Woodard criticises Rosi Braidotti for not being able to give up the « language of the subject ». (Rosi is quite capable of defending herself, but I cannot resist referring to her brilliant essay in THE FORCE OF THE VIRTUAL, where she expounds her critique of the sovereign subject). I well remember that forty years ago the devastating critical term, amongst structuralists (and especially Althusserians), was “the problematic of the subject”. If your ideas could be shown to still belong to the problematic of the subject, they were ipso facto refuted. The refutation could be very quick and sketchy, more a matter of establishing guilt by association, but when combined with the coarse chronology argument (note the use of “still” as a signifier of chronological dépassement) and the microcosmic bibliography argument (in my intellectual microcosm we take seriously our corpus of thinkers, even if we criticise many of them and go beyond, the rest do not exist) it was a redoubtable weapon.

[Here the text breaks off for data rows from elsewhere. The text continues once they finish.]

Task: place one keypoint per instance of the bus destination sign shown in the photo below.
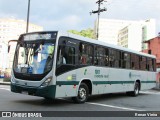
(39, 36)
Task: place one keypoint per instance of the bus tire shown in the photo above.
(136, 90)
(83, 93)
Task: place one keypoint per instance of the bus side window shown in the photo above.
(61, 59)
(86, 54)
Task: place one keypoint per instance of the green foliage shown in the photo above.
(86, 33)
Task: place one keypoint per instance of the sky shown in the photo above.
(75, 14)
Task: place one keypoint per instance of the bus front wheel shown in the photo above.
(83, 93)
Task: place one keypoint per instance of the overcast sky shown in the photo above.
(74, 14)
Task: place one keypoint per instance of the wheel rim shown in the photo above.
(82, 94)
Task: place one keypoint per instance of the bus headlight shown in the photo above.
(46, 82)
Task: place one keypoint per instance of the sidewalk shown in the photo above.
(3, 83)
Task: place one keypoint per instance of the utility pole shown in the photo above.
(99, 2)
(28, 16)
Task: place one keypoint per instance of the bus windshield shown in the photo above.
(33, 57)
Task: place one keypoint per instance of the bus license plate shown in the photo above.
(24, 92)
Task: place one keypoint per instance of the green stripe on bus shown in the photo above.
(148, 81)
(101, 82)
(67, 82)
(120, 82)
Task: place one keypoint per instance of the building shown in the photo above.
(121, 32)
(130, 37)
(154, 49)
(11, 29)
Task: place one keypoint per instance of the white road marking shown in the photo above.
(5, 89)
(123, 108)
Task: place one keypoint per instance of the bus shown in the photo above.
(52, 65)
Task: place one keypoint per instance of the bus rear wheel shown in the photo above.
(83, 93)
(136, 90)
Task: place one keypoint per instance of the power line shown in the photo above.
(99, 2)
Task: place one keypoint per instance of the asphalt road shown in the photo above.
(146, 101)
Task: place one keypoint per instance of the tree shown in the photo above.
(86, 33)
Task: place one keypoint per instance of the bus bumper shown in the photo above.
(48, 92)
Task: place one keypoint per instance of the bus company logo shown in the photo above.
(6, 114)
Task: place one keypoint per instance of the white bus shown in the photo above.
(53, 65)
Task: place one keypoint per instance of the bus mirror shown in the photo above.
(9, 45)
(9, 48)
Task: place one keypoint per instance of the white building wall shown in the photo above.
(135, 37)
(109, 30)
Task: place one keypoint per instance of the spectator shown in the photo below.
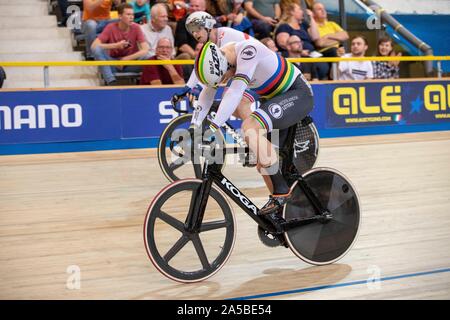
(141, 9)
(177, 9)
(294, 50)
(386, 69)
(291, 24)
(2, 76)
(157, 27)
(233, 16)
(184, 41)
(122, 40)
(331, 34)
(356, 70)
(264, 15)
(96, 16)
(162, 74)
(269, 43)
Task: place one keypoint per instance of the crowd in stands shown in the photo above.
(155, 30)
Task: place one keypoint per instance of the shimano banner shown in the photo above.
(45, 116)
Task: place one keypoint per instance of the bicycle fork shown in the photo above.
(199, 200)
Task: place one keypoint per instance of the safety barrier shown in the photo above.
(98, 118)
(47, 64)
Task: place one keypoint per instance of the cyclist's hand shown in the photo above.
(180, 94)
(195, 93)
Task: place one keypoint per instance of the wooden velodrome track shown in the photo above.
(87, 210)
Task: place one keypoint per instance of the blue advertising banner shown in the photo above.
(121, 117)
(375, 104)
(58, 116)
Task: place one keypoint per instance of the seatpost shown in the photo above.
(197, 209)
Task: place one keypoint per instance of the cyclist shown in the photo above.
(286, 98)
(201, 25)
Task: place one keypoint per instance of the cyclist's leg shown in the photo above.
(280, 112)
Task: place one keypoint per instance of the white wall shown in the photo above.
(416, 6)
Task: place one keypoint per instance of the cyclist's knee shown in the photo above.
(249, 125)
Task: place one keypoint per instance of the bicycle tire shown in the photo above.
(165, 260)
(169, 167)
(321, 243)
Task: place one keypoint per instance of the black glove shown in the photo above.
(180, 95)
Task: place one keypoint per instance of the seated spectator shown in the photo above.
(177, 9)
(294, 50)
(2, 76)
(162, 74)
(141, 9)
(63, 5)
(386, 69)
(233, 16)
(269, 43)
(157, 27)
(264, 15)
(122, 40)
(356, 70)
(331, 34)
(292, 24)
(184, 41)
(96, 16)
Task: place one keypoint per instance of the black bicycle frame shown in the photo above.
(212, 174)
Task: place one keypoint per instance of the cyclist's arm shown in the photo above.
(230, 102)
(193, 81)
(205, 101)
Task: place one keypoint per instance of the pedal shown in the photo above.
(248, 159)
(268, 239)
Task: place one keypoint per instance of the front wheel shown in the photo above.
(323, 242)
(176, 252)
(178, 156)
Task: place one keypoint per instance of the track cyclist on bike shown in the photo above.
(286, 98)
(201, 25)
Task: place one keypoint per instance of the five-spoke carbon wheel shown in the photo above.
(178, 253)
(324, 241)
(178, 156)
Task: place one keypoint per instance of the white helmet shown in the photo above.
(198, 20)
(210, 65)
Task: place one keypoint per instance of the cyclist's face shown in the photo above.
(201, 35)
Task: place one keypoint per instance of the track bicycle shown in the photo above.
(189, 229)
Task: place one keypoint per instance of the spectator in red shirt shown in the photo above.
(163, 74)
(121, 40)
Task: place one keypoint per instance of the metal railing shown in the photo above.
(47, 64)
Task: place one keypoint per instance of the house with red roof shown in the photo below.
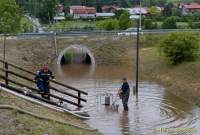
(190, 8)
(83, 12)
(109, 9)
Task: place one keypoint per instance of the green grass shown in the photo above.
(180, 25)
(76, 24)
(16, 123)
(23, 124)
(26, 25)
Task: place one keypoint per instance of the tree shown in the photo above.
(180, 47)
(124, 21)
(169, 23)
(118, 13)
(154, 11)
(109, 24)
(47, 10)
(10, 15)
(168, 9)
(148, 24)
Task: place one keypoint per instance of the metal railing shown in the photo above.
(10, 76)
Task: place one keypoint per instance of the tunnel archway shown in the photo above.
(77, 60)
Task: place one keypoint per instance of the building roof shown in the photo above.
(105, 14)
(136, 10)
(83, 10)
(192, 6)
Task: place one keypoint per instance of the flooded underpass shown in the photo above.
(154, 111)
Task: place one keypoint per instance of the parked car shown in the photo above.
(129, 31)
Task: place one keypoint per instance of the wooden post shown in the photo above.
(4, 47)
(55, 43)
(79, 96)
(6, 73)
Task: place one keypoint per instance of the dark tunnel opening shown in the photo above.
(75, 58)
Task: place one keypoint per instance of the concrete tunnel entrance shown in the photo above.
(77, 59)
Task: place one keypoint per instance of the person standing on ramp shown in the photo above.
(42, 79)
(124, 93)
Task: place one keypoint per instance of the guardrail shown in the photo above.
(98, 32)
(10, 74)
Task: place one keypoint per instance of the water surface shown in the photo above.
(154, 108)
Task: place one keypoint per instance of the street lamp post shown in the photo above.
(137, 18)
(137, 57)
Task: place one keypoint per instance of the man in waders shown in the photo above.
(42, 80)
(124, 93)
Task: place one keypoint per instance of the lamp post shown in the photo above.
(135, 17)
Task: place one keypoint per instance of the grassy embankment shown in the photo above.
(182, 80)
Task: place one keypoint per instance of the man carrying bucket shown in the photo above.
(124, 93)
(42, 80)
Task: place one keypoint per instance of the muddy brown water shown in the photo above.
(154, 111)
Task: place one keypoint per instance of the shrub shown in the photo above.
(180, 47)
(124, 21)
(148, 24)
(169, 23)
(108, 24)
(194, 25)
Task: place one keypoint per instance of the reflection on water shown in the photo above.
(155, 108)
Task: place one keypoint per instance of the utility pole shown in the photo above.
(140, 13)
(4, 47)
(137, 57)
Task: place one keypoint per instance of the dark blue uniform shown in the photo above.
(125, 94)
(42, 79)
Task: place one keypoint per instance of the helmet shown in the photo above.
(46, 67)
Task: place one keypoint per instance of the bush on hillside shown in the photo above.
(169, 23)
(180, 47)
(108, 24)
(125, 21)
(148, 24)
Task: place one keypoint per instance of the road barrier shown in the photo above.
(14, 80)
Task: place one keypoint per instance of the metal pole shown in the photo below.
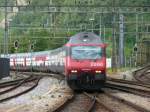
(114, 69)
(100, 26)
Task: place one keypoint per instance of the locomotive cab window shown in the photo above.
(86, 52)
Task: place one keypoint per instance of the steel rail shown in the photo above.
(21, 93)
(135, 91)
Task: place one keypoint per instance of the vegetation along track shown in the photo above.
(96, 102)
(142, 75)
(129, 89)
(83, 102)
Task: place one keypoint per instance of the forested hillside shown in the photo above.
(47, 30)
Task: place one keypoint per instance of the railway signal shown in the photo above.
(32, 46)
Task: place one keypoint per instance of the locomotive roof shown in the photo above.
(85, 38)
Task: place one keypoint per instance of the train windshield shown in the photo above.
(86, 52)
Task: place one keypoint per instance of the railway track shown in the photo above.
(127, 82)
(29, 81)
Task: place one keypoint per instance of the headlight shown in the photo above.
(98, 71)
(73, 71)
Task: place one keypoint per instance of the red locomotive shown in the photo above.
(85, 61)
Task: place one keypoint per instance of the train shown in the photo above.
(82, 60)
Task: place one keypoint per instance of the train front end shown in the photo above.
(85, 66)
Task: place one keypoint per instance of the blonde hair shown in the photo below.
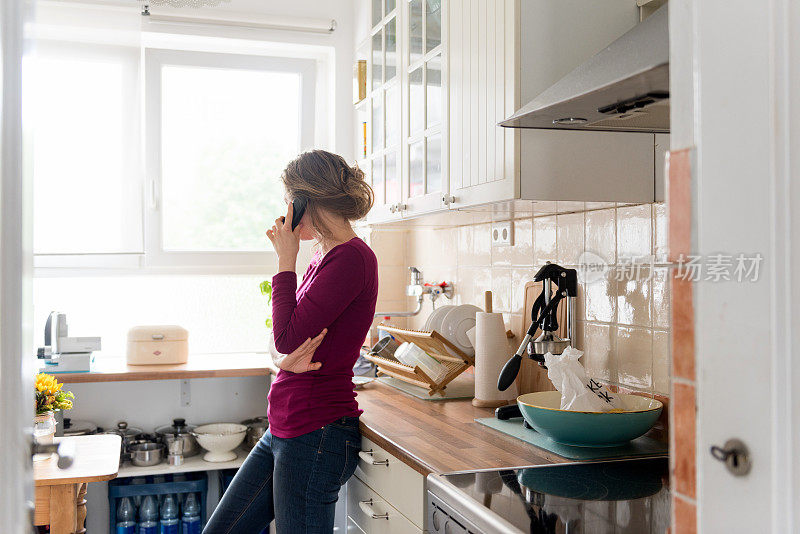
(327, 182)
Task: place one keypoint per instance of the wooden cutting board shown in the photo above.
(532, 377)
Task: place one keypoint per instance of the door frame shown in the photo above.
(742, 121)
(16, 383)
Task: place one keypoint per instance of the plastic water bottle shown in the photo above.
(137, 499)
(190, 520)
(148, 516)
(126, 517)
(169, 516)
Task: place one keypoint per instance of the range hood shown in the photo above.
(623, 88)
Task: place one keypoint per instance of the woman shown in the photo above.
(295, 472)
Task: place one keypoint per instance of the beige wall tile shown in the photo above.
(429, 246)
(601, 234)
(545, 207)
(519, 277)
(661, 364)
(601, 299)
(521, 253)
(544, 240)
(389, 247)
(635, 357)
(474, 245)
(633, 299)
(623, 327)
(464, 245)
(392, 283)
(472, 282)
(501, 290)
(661, 297)
(563, 206)
(660, 232)
(599, 205)
(634, 232)
(599, 344)
(569, 240)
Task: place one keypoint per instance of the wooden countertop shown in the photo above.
(440, 436)
(96, 459)
(114, 369)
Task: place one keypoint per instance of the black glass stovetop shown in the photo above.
(613, 497)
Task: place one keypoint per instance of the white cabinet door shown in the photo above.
(380, 115)
(425, 179)
(372, 514)
(482, 92)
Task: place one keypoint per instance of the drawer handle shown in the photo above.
(366, 507)
(367, 456)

It is interesting to see that Zourabichvili’s chronology is the reverse of Woodard’s. For Woodard, espousing Deleuze 20 years ago had a certain « weight » that it no longer has today. For Zourabichvili, his book DELEUZE, A PHILOSOPHY OF THE EVENT (1994) was published in a period “when it did not go without saying that Deleuze should be regarded as a thinker in his own right, a major thinker of 20th Century philosophy” (from the Preface (2004) to the re-edition of the book cited above). He goes on to analyse the various confusions that led to this underestimation of Deleuze: the naive ontological reading that ignores Deleuze’s pluralist subordination of the notion of Being (EST) to AND (ET), the phenomenological reading that ignores the overflowing not only of the subject but of Being itself by the transcendental field. So for him there is no « fuzziness », only a terminological choice. Deleuze is totally coherent in carrying through his transcendental project:
« his programme: substitution of AND for IS; or, which amounts to the same thing, substitution of becoming for being » (p7).
If you think that the primacy of Being is constitutive of the very notion of ontology, you will declare that there is no « ontology of Deleuze ». If you find no problem with the notion of an « ontology of becoming » where Being has no primacy, you may retain the word « ontology », as Deleuze does, to describe his project. No fuzziness here.